Every city wants a cluster, a concentration of high-productivity firms and workers beavering away in a particular industry in a particular place. Proximity means ideas and productivity growing and spreading. Who doesn’t want their own Silicon Valley?

David Cameron certainly did. In November 2010, he announced the “Tech City” programme, aiming to grow a digital cluster in Shoreditch, east London. The plan was to use branding to get firms in, networking to ensure those ideas get flowing with focused support for high-potential firms.

But did it work? Surprisingly, we’re only now getting the first detailed answer, courtesy of Dr Max Nathan, an academic leading great work on what policy does (and doesn’t) do to drive local economic growth.

The good news is that Silicon Roundabout (imaginatively named for its closeness to the large Old Street roundabout) has seen lots of digital firms sprouting up, including Deliveroo. There has been an influx of digital tech firms (think software and hardware), adding to existing creative industry strengths. This higher density of similar firms is exactly what a cluster is all about.

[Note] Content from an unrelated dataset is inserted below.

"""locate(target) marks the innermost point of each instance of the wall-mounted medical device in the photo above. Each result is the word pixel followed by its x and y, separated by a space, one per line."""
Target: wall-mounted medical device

But the policy didn’t raise productivity – for small firms, higher rents may have outweighed the pros of being round lots of other hipsters. More importantly, it’s not clear that the policy drove the cluster, rather than just being a response to it already getting going. As the author puts it: “Instead of catalysing the cluster, policy generally rode the wave.”.

The conclusion? A good bit of PR, yes, but the research reminds us that clusters are born of thousands of decisions by firms and people, which we struggle to understand, let alone influence. If only humans were simpler, policymakers would have a much easier life.